2008, telle une blennorragie, nous a fait souffrir par-là même où nous avons tous pêché. Désormais, nous le savons, et c’est heureusement officiel : c’est la crise. En 2009, nous allons devoir supporter toutes ses déclinaisons : la crise de nerfs, la crise cardiaque, la crispation, la Crisetine Boutin, la christianisation, la Crisetine Lagarde, et j’en passe… 2009 sera aussi ingrate que 2008, personne pour abreuver nos sillons, alors qu’attendons-nous, taillons des têtes comme nos ancêtres, bourgeois à temps plein et révolutionnaire à mi-temps !

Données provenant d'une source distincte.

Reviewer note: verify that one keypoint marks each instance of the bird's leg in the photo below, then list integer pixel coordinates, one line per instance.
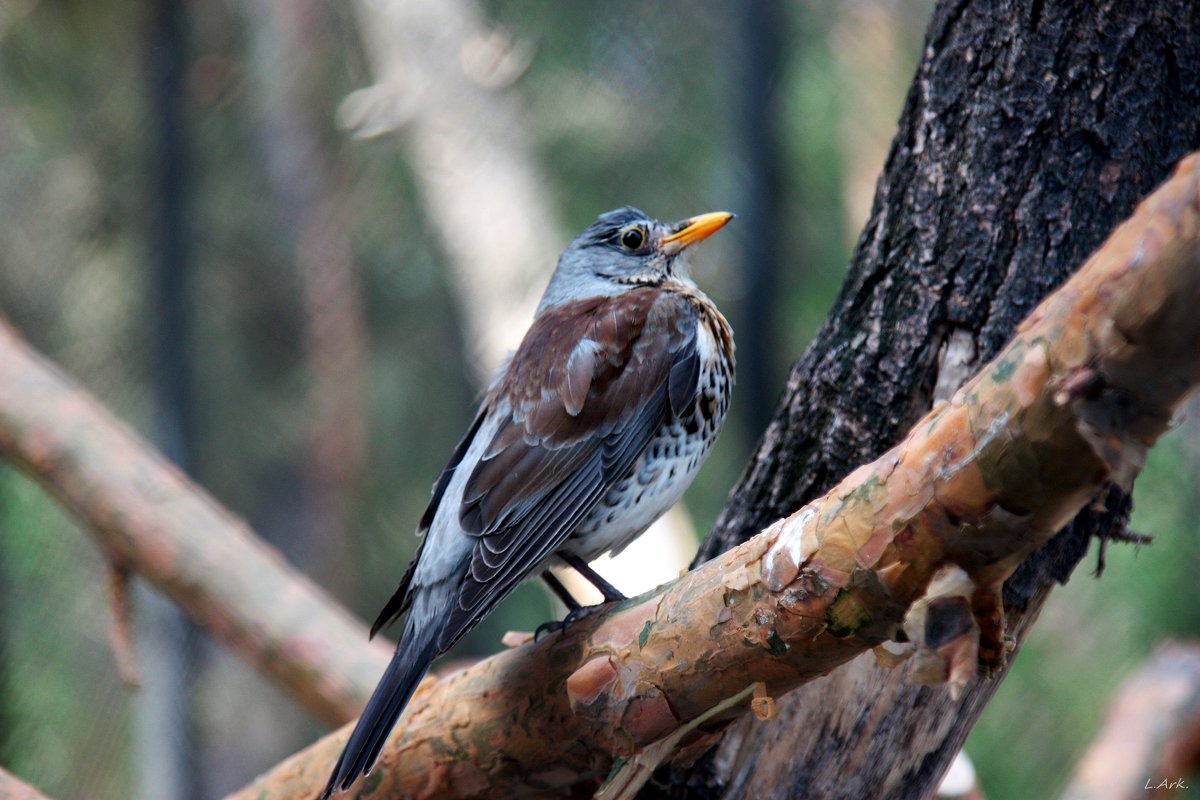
(559, 590)
(606, 589)
(576, 612)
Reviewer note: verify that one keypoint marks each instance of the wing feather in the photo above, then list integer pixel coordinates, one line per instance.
(564, 444)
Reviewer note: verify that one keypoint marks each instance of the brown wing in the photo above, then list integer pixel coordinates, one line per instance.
(591, 385)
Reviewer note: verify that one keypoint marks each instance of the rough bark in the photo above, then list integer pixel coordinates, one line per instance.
(1030, 130)
(913, 547)
(1151, 738)
(149, 518)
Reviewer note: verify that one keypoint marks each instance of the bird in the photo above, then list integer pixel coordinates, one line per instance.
(592, 429)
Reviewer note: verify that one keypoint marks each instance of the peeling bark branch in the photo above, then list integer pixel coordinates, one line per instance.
(149, 516)
(918, 541)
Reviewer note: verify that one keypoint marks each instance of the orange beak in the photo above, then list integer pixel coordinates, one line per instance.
(694, 230)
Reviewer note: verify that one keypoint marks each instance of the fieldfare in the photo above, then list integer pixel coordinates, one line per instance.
(592, 431)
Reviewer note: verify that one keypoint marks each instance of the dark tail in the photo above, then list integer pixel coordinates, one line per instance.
(417, 650)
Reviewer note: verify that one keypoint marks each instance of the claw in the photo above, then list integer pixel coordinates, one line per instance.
(573, 615)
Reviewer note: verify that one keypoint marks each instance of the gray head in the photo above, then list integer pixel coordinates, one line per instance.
(625, 248)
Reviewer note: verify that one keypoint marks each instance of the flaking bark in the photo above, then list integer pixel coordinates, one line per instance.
(1031, 128)
(918, 541)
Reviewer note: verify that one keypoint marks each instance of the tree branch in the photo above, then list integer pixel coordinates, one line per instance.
(913, 547)
(148, 517)
(1152, 733)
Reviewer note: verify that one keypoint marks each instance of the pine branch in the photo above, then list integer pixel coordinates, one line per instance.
(913, 547)
(148, 517)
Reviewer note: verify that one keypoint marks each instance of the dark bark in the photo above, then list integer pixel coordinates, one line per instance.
(1030, 131)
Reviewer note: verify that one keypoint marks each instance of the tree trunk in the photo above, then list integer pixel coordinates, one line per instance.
(1030, 130)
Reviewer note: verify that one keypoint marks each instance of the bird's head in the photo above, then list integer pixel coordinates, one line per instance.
(625, 248)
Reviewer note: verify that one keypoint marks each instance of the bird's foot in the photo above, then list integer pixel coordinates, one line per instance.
(574, 615)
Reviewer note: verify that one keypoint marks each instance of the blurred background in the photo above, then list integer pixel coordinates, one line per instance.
(288, 241)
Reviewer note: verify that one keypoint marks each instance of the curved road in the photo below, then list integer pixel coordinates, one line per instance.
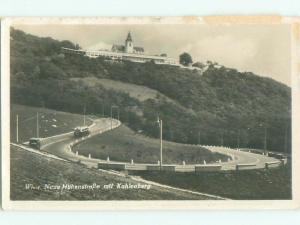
(60, 146)
(242, 158)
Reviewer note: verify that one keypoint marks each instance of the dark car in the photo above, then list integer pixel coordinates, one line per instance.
(35, 143)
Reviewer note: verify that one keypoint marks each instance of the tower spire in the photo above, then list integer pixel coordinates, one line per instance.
(129, 38)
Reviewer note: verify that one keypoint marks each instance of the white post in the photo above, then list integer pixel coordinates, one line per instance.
(37, 125)
(84, 115)
(17, 134)
(161, 162)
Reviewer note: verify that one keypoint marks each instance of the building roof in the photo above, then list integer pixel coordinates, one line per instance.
(129, 38)
(139, 49)
(118, 48)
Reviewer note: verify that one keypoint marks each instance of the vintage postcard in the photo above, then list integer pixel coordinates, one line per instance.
(150, 113)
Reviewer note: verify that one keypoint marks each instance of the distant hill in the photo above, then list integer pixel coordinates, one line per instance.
(220, 105)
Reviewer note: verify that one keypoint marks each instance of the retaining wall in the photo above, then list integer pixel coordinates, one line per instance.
(244, 166)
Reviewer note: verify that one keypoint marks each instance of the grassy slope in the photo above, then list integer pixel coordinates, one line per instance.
(142, 93)
(123, 144)
(29, 168)
(139, 92)
(243, 185)
(51, 122)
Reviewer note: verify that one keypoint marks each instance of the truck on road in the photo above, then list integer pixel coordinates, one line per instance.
(81, 131)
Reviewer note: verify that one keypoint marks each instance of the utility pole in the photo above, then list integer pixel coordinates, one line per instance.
(37, 125)
(111, 117)
(238, 139)
(84, 109)
(17, 124)
(222, 138)
(160, 126)
(265, 140)
(199, 137)
(102, 109)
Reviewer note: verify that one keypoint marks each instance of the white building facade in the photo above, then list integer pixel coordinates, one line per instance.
(125, 52)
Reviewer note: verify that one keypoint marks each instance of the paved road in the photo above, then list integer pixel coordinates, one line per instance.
(60, 147)
(242, 158)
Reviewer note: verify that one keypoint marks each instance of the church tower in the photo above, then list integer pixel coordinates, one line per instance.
(129, 44)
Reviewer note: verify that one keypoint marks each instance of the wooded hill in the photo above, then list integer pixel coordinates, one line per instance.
(221, 105)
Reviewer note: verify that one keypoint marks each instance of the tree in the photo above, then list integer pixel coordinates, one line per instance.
(199, 65)
(185, 59)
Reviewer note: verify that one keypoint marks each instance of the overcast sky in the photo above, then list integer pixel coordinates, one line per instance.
(262, 49)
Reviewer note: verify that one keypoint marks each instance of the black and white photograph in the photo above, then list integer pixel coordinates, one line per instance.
(147, 110)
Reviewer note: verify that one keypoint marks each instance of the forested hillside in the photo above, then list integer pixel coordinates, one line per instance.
(218, 106)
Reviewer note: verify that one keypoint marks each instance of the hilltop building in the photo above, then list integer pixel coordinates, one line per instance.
(127, 52)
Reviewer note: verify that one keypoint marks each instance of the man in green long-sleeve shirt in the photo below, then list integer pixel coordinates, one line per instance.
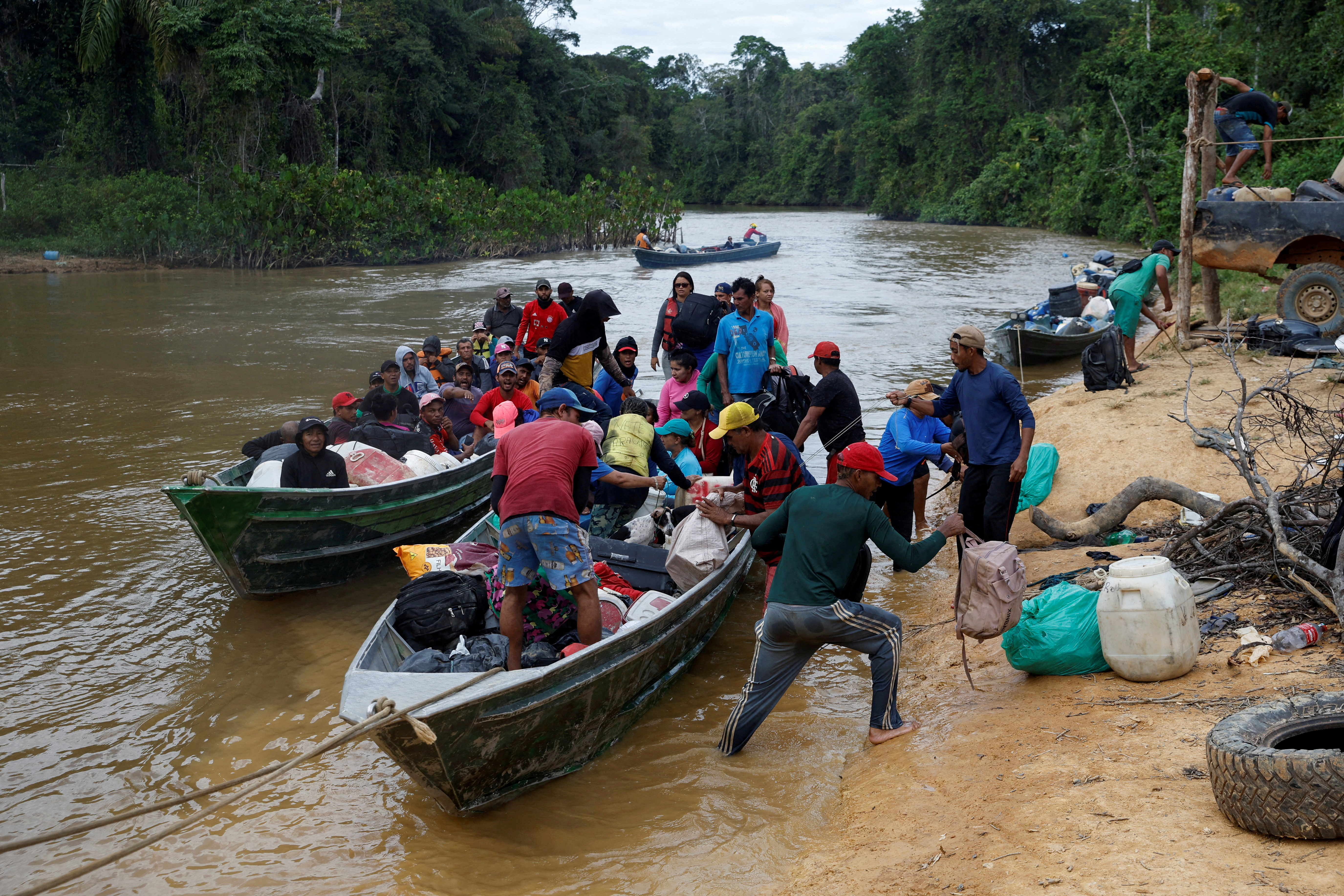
(830, 524)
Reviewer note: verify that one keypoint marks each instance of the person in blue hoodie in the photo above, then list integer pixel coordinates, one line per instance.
(912, 438)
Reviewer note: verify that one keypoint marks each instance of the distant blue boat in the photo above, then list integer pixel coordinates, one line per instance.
(704, 256)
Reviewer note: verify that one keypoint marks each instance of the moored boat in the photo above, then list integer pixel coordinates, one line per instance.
(704, 256)
(268, 542)
(518, 730)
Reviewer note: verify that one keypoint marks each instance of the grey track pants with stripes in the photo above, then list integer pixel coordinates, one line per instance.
(787, 639)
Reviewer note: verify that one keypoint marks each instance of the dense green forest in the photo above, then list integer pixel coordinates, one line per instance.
(283, 132)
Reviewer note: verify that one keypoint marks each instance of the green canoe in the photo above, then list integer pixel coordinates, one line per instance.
(269, 542)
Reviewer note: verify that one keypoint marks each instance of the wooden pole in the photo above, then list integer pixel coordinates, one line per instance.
(1190, 181)
(1210, 176)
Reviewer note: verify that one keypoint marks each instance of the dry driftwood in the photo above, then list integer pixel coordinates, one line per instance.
(1147, 488)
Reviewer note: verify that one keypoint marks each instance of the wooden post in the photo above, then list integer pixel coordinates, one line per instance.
(1210, 176)
(1190, 181)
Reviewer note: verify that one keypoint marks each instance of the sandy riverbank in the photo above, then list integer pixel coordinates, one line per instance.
(1038, 782)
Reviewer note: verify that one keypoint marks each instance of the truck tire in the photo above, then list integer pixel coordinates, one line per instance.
(1277, 769)
(1315, 293)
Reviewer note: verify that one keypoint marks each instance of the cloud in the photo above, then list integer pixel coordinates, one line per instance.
(808, 30)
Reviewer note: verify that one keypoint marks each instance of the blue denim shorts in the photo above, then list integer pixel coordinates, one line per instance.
(1237, 131)
(543, 545)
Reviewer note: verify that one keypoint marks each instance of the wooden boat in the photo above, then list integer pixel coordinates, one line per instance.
(268, 542)
(515, 731)
(1021, 342)
(704, 256)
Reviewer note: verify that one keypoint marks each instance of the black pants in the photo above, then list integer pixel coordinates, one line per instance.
(988, 500)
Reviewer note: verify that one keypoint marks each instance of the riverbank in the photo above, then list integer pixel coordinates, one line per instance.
(1034, 782)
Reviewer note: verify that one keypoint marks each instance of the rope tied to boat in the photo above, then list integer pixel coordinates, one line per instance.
(385, 714)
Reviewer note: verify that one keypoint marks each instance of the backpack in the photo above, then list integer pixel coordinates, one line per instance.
(697, 324)
(1104, 365)
(990, 588)
(437, 608)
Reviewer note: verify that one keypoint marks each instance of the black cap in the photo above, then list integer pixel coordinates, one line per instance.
(693, 401)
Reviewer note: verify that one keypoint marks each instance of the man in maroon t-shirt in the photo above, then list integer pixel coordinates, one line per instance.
(541, 480)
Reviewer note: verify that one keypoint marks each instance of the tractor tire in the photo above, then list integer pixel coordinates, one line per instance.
(1277, 769)
(1315, 293)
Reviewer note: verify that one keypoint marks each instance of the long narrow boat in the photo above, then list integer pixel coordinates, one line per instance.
(519, 730)
(704, 256)
(268, 542)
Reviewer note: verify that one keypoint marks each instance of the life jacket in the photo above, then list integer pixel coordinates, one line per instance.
(629, 438)
(669, 316)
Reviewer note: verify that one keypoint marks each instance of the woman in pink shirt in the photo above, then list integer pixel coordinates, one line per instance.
(765, 301)
(675, 387)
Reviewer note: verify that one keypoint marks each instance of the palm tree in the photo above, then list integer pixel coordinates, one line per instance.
(101, 27)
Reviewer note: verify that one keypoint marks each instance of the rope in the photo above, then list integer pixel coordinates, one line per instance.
(386, 712)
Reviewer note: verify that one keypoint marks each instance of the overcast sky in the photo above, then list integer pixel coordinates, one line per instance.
(808, 30)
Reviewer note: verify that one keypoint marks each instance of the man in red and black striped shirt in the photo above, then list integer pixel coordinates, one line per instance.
(772, 475)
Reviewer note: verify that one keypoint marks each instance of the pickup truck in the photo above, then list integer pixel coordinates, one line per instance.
(1306, 236)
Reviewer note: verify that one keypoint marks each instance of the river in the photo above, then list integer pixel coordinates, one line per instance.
(132, 674)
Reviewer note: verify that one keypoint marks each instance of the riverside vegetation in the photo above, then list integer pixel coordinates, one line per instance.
(282, 132)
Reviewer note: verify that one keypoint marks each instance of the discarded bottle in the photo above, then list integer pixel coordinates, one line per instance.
(1298, 637)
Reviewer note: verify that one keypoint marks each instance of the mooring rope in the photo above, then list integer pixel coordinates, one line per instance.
(385, 714)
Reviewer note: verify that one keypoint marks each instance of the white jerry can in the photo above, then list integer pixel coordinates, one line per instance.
(1146, 616)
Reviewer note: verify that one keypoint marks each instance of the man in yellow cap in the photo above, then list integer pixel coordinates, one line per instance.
(771, 475)
(999, 432)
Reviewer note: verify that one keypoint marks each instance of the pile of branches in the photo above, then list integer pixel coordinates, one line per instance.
(1275, 534)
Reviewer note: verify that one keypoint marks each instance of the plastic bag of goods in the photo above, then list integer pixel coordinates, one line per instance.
(421, 464)
(1057, 634)
(371, 467)
(267, 476)
(698, 547)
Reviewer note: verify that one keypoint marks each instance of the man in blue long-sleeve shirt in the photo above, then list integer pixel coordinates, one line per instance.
(999, 432)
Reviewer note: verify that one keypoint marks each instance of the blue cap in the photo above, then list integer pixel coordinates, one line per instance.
(557, 397)
(675, 426)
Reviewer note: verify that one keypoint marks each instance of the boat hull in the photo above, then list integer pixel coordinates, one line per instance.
(521, 730)
(652, 259)
(269, 542)
(1037, 347)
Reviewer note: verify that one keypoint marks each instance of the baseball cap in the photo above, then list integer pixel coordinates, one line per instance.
(968, 336)
(828, 351)
(693, 401)
(734, 417)
(921, 389)
(557, 397)
(677, 426)
(861, 456)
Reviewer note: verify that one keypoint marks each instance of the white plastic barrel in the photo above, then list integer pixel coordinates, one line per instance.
(1147, 620)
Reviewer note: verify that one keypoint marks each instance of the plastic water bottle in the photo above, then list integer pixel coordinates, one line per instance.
(1298, 637)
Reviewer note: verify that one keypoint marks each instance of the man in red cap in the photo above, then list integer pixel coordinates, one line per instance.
(804, 609)
(835, 414)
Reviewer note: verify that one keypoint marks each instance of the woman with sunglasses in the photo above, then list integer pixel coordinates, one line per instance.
(663, 339)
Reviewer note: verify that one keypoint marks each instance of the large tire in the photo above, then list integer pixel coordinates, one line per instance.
(1315, 293)
(1283, 793)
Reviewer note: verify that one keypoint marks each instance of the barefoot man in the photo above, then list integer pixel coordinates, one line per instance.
(827, 526)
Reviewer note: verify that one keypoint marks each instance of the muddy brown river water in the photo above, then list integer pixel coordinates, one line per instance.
(132, 674)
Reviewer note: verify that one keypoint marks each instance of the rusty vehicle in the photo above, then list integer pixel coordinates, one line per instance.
(1306, 236)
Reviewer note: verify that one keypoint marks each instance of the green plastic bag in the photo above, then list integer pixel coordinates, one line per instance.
(1057, 634)
(1041, 476)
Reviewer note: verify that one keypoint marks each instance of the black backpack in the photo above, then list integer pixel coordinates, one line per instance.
(435, 609)
(1104, 365)
(697, 324)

Oui, mais par où commencer ? Qu’importe, en 2009, nous irons au château armés jusqu’aux dents, attaquerons l’intendant général et renverrons la reine dans le Piémont, puisqu’elle nous fait la courtoisie d’être proche du peuple. La cour ira lécher les bottes du geôlier à la Bastille, les sans-culottes (et ce même avec les soldes) mangeront leur cocarde en digérant le tricolore et le bonnet phrygien.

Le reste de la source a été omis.